La decisión más grande, dijo alguna vez un pensador, es la de optar por la vida. De hecho, nuestra libertad llega tan amplia, que en cualquier día una persona puede renunciar a seguir viviendo y cometer suicidio.

La criatura humana nace, sale del vientre y comienza a aferrarse a la vida a fuerza de bocanadas. El primer golpe que recibe, literal golpe, tiene como objetivo impulsarlo a estrenar sus pulmones y su nariz. El neonato aprieta sus manitas, llora, se obliga a adaptarse a una nueva realidad.

Después mama, lo que implica que esa criatura continúe manteniendo contacto con su hogar anterior: su madre. La criatura mama, lo que implica también que ella se separe gradualmente del hogar anterior.

La criatura opta por la vida, se aferra a ella. Corrijo: Opta por la vida y por eso se aferra a ella. Luego aprende para crecer. Aprende para adaptarse mejor. Aprende para sobrevivir mejor.

La criatura ha transitado por la niñez y después la adolescencia. Los golpes continúan, las experiencias, los aprendizajes. Si logra ser sabia, encontrará profundidad tras la caída. Profundidad y no sólo oscuridad.

Si logra ser sabia, la criatura sopesará cada momento y sentirá tranquilidad. Es decir que sopesará cada situación y buscará una conformidad. Algunas veces la conseguirá. Otras veces, la adversidad la marcará. Para bien o mal, eso depende de ella; de cómo reaccione.

Toda criatura, no sólo quienes somos humanos, es agonista. Agoné, palabra griega, significa lucha.

Los años se van como lo hacen las oportunidades: sin voltear a ver si uno supo o no sacarles provecho. La madurez no siempre implica sabiduría. Los cansancios aumentan, los afanes comienzan a desencantarse.

“Yo no quiero llegar a viejo”. “Si un día llego a estar así de indefenso y débil, en ese momento me matan”. Escucho frases de tal calibre en conocidos cuando topan con ancianos lastimeros. En contraste, he visto en sus camas a seniles que se aferran a la vida, que optan por ella en cada resuello, cada aspiración.

He visto camas de hospital donde yacen ansias y horrores, donde el sufrimiento ya no importa con tal de que regrese la salud.
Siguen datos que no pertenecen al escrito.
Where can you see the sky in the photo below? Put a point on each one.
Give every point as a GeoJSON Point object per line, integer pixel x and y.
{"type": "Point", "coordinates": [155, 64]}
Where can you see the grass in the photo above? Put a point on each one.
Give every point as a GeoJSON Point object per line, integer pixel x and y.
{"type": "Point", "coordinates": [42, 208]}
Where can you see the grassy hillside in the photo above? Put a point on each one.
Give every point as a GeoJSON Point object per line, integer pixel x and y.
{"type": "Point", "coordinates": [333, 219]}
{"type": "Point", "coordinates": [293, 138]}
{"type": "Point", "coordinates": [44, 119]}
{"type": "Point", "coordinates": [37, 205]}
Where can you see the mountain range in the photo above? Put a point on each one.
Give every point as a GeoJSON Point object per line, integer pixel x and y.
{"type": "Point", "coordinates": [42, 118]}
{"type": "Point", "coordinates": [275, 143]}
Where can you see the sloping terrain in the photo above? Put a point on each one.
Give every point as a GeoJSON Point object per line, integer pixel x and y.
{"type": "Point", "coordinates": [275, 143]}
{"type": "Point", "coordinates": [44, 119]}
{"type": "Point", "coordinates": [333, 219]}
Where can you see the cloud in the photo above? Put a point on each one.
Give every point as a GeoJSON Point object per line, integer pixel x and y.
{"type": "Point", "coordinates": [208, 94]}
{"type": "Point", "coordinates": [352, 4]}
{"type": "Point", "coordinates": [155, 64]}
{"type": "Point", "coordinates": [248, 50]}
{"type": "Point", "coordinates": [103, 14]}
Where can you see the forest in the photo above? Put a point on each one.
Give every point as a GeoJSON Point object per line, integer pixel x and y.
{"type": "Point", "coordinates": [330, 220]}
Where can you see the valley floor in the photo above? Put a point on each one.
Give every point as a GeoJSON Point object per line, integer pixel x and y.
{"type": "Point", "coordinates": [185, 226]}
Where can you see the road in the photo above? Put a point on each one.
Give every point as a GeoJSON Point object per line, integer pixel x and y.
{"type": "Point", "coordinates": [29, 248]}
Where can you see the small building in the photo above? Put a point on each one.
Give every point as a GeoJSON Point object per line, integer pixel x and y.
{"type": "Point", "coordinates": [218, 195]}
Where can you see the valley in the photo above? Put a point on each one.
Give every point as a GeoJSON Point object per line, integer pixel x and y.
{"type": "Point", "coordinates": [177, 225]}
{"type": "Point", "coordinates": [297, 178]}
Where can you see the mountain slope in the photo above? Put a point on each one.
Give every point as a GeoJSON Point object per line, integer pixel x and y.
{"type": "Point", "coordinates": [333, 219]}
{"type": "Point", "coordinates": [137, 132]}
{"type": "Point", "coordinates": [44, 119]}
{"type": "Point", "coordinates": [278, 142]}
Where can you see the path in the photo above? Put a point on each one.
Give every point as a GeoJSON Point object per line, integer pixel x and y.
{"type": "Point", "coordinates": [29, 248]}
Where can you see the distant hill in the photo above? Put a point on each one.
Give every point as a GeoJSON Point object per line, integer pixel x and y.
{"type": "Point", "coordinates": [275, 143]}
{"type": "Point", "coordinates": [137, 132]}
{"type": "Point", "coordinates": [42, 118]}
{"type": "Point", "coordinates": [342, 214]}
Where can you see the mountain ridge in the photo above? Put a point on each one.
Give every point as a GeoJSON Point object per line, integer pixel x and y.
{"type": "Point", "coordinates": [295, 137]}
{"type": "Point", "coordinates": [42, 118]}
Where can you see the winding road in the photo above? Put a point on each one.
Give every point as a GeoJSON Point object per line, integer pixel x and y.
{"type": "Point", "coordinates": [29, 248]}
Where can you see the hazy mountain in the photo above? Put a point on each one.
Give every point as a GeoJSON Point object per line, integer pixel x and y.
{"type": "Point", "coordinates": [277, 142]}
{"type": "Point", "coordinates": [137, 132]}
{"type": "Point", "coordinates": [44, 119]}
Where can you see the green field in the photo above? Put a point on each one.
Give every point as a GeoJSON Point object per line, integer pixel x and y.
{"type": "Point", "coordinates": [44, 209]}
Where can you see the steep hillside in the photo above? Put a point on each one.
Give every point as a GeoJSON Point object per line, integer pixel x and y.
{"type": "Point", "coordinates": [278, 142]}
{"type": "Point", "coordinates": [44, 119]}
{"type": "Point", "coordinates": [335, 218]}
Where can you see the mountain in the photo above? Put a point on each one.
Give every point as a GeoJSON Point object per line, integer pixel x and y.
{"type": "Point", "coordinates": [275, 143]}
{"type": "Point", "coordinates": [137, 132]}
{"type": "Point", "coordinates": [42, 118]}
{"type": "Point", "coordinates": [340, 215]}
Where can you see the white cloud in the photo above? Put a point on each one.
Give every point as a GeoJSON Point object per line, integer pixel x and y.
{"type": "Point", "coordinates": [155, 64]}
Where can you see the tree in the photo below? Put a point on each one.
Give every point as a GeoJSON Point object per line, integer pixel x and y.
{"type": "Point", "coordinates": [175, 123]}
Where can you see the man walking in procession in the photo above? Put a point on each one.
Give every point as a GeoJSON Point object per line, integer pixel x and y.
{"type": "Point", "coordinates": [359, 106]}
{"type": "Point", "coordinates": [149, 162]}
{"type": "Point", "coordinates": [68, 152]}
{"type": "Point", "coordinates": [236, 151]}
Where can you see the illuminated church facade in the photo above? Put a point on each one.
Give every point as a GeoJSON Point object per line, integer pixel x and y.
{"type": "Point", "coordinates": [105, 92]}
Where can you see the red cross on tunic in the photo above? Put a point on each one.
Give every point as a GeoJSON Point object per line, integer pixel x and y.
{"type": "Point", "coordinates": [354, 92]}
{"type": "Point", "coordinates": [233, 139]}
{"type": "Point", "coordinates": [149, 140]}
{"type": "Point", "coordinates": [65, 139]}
Veo sábanas sucias, bolsas con orines más que naranjas, desnudeces tan cubiertas de miseria que a final de cuentas no sorprenden. He visto contenedores de sueros y gotas cuya caída pueden desesperar al más santo.

He visto a enfermos con bocas abiertas, ojos perdidos, desmayos constantes. He visto a enfermeros entrar a cambiar ropa de cama, pañales y batas. Agujas entran y salen, perdidas gotas de sangre se muestran por las minúsculas mangueras transparentes.

Y lo más maravilloso: hasta las criaturas más inconscientes optan por la vida, se aferran a ella. He guardado silencio entonces, he preferido ser mudo ante un acto para mí tan sagrado.